Travel Guide: Osaka | Free and Easy in Japan's "Second City"

osaka travel guide
Hypes scare me.

Before going to Japan, I’ve heard it many times, from friends and travelers, some of them having visited the country repeatedly: I fell in love and I never wanted to leave. The boldness, the sheer magnitude of these words scared and worried me. What if I went there and I didn’t like it? What if I hated the culture? What if the amount of tourists keep me from enjoying and getting a feel of the place? All these questions hounded me so much that I kept pushing off Japan down my list. “No, I’ll go there next year.” “No, maybe next time.” “Seat sale? That’s fine, I have other plans.”

But at one point, I told myself I had to do it. So I booked a flight to Osaka—and after a few days in this captivating place, I wished I booked a one-way ticket. There’s something about Japan that’s hard to put into words—and I think I have good command of words. The culture is so unique, so strong and in-your-face that you’d be a rock not to notice it, not to feel it. It’s a feast for the senses, it assails all parts of you. It challenges you to laugh, marvel, get awed, or fall in love—and damn right, I did.

Actually, let me rephrase that: I fell in love and I never wanted to leave.

Osaka Basics

Osaka Prefecture sits in the middle of the Kansai Region, and Osaka City, the capital, is a perfect base for exploring nearby places like Kyoto, Kobe, Nara, and Wakayama. Most travelers stay in Osaka for two or three days, then proceed to Kyoto (typically) and even to Tokyo, which is accessible via bullet train.

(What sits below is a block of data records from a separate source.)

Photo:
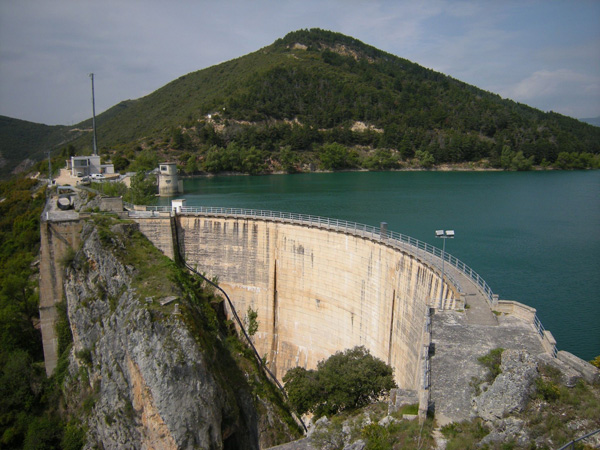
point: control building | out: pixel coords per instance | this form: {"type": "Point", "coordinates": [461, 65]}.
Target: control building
{"type": "Point", "coordinates": [169, 183]}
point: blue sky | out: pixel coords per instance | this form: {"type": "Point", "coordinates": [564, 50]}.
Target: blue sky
{"type": "Point", "coordinates": [544, 53]}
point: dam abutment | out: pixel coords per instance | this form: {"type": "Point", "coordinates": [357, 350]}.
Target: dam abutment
{"type": "Point", "coordinates": [320, 286]}
{"type": "Point", "coordinates": [316, 289]}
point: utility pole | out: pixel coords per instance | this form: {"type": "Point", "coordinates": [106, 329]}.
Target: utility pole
{"type": "Point", "coordinates": [94, 115]}
{"type": "Point", "coordinates": [49, 168]}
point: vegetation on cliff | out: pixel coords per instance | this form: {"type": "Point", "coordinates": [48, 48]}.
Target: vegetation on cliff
{"type": "Point", "coordinates": [280, 107]}
{"type": "Point", "coordinates": [346, 380]}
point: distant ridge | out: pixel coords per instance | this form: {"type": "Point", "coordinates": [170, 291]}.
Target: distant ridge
{"type": "Point", "coordinates": [285, 105]}
{"type": "Point", "coordinates": [592, 121]}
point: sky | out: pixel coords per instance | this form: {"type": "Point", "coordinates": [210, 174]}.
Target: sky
{"type": "Point", "coordinates": [544, 53]}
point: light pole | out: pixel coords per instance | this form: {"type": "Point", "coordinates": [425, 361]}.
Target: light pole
{"type": "Point", "coordinates": [443, 234]}
{"type": "Point", "coordinates": [94, 115]}
{"type": "Point", "coordinates": [49, 168]}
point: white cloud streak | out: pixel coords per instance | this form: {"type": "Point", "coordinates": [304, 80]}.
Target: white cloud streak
{"type": "Point", "coordinates": [47, 47]}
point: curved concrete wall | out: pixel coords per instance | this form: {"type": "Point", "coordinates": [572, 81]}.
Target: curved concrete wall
{"type": "Point", "coordinates": [317, 291]}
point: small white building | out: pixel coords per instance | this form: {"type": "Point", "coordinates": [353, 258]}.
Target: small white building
{"type": "Point", "coordinates": [82, 166]}
{"type": "Point", "coordinates": [169, 183]}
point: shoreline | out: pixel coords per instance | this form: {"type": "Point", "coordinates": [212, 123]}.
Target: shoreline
{"type": "Point", "coordinates": [441, 168]}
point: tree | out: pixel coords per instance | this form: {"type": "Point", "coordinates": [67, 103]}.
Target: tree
{"type": "Point", "coordinates": [334, 156]}
{"type": "Point", "coordinates": [424, 158]}
{"type": "Point", "coordinates": [347, 380]}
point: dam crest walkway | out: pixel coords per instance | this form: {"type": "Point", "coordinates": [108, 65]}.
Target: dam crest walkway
{"type": "Point", "coordinates": [464, 326]}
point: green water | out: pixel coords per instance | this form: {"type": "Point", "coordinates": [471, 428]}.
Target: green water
{"type": "Point", "coordinates": [533, 236]}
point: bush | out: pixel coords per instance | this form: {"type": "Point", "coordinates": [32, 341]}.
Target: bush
{"type": "Point", "coordinates": [492, 361]}
{"type": "Point", "coordinates": [347, 380]}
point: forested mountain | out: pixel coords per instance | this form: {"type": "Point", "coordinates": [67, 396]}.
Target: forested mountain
{"type": "Point", "coordinates": [318, 99]}
{"type": "Point", "coordinates": [23, 143]}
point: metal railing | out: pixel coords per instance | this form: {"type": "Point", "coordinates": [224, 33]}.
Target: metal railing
{"type": "Point", "coordinates": [541, 331]}
{"type": "Point", "coordinates": [571, 445]}
{"type": "Point", "coordinates": [422, 249]}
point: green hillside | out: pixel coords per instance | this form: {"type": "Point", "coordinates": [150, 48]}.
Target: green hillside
{"type": "Point", "coordinates": [23, 143]}
{"type": "Point", "coordinates": [318, 99]}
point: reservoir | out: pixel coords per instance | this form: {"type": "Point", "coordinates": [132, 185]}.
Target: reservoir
{"type": "Point", "coordinates": [533, 236]}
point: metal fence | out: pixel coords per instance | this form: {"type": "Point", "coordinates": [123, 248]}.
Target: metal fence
{"type": "Point", "coordinates": [422, 249]}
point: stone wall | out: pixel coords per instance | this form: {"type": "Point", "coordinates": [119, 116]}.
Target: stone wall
{"type": "Point", "coordinates": [316, 291]}
{"type": "Point", "coordinates": [57, 240]}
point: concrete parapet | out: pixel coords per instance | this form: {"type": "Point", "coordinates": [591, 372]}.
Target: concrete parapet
{"type": "Point", "coordinates": [111, 204]}
{"type": "Point", "coordinates": [524, 312]}
{"type": "Point", "coordinates": [548, 342]}
{"type": "Point", "coordinates": [590, 373]}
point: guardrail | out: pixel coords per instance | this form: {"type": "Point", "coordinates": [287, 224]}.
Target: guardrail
{"type": "Point", "coordinates": [571, 445]}
{"type": "Point", "coordinates": [422, 249]}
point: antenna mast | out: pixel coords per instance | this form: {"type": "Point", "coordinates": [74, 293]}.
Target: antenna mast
{"type": "Point", "coordinates": [94, 115]}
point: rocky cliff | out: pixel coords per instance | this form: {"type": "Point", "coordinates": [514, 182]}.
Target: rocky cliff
{"type": "Point", "coordinates": [152, 364]}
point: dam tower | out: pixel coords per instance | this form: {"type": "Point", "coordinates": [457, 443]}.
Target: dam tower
{"type": "Point", "coordinates": [168, 180]}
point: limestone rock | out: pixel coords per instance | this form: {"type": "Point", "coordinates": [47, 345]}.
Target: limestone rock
{"type": "Point", "coordinates": [356, 445]}
{"type": "Point", "coordinates": [505, 430]}
{"type": "Point", "coordinates": [511, 389]}
{"type": "Point", "coordinates": [137, 368]}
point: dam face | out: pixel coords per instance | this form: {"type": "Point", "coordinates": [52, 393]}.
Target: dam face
{"type": "Point", "coordinates": [316, 291]}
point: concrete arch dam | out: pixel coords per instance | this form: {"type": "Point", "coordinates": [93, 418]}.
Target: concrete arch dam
{"type": "Point", "coordinates": [318, 285]}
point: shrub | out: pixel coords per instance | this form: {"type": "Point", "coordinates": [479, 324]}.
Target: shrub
{"type": "Point", "coordinates": [347, 380]}
{"type": "Point", "coordinates": [492, 361]}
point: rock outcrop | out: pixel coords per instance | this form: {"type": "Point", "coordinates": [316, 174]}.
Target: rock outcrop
{"type": "Point", "coordinates": [512, 388]}
{"type": "Point", "coordinates": [148, 374]}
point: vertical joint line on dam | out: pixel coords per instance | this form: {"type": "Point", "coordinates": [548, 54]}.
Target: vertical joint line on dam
{"type": "Point", "coordinates": [275, 341]}
{"type": "Point", "coordinates": [391, 327]}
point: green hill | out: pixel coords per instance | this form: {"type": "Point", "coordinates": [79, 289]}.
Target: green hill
{"type": "Point", "coordinates": [23, 143]}
{"type": "Point", "coordinates": [321, 99]}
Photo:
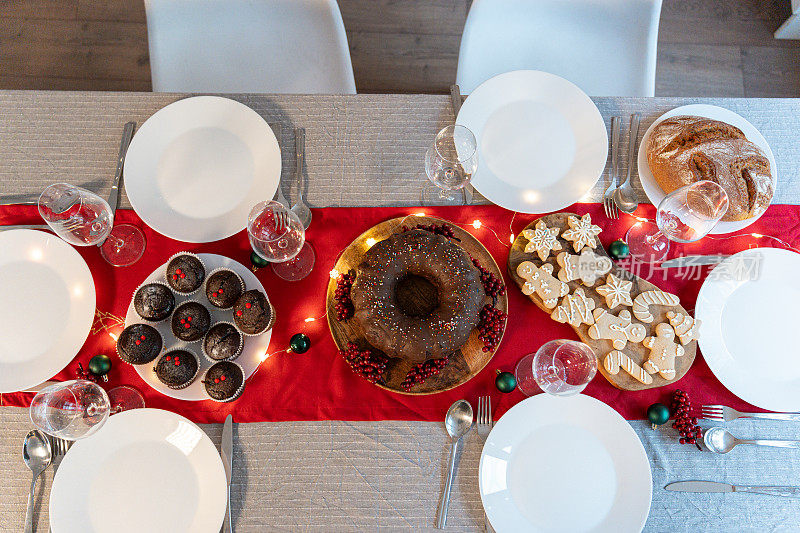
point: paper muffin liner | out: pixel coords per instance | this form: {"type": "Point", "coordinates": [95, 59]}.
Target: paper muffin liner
{"type": "Point", "coordinates": [202, 283]}
{"type": "Point", "coordinates": [174, 293]}
{"type": "Point", "coordinates": [210, 321]}
{"type": "Point", "coordinates": [175, 349]}
{"type": "Point", "coordinates": [203, 344]}
{"type": "Point", "coordinates": [208, 276]}
{"type": "Point", "coordinates": [236, 394]}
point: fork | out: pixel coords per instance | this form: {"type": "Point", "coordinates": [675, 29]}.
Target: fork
{"type": "Point", "coordinates": [608, 198]}
{"type": "Point", "coordinates": [726, 414]}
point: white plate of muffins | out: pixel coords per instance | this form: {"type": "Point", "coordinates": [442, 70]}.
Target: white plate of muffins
{"type": "Point", "coordinates": [699, 141]}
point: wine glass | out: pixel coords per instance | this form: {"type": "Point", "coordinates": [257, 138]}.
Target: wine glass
{"type": "Point", "coordinates": [82, 218]}
{"type": "Point", "coordinates": [560, 367]}
{"type": "Point", "coordinates": [449, 163]}
{"type": "Point", "coordinates": [686, 214]}
{"type": "Point", "coordinates": [70, 410]}
{"type": "Point", "coordinates": [277, 236]}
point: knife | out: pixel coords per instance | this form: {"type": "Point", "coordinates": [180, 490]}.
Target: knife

Probably part of the reason why travelers don’t stay long is that Osaka only has a handful picturesque landmarks; however, what it lacks in the attractions department, it makes up for with amazing food and a laid-back vibe that just makes you want to stay.

osaka travel guide
Currency: Japanese Yen (1000¥ = PhP470 = $9.3)
Main airport: Kansai International Airport (KIX)
Main mode of transportation: trains/subways

osaka travel guide

When to Go

For cherry blossoms chasers, plan to go between late March and early April (spring), which is the height of the sakura season. The city bursts into an explosion of pink—perhaps one of the most beautiful sights anyone will ever see.

osaka travel guide
Fall, I heard, is also great because the foliage turns into different shades of oranges, reds, and yellows. I haven’t personally experienced it, but I’m shooting to go at this time of year next time—around late October to November.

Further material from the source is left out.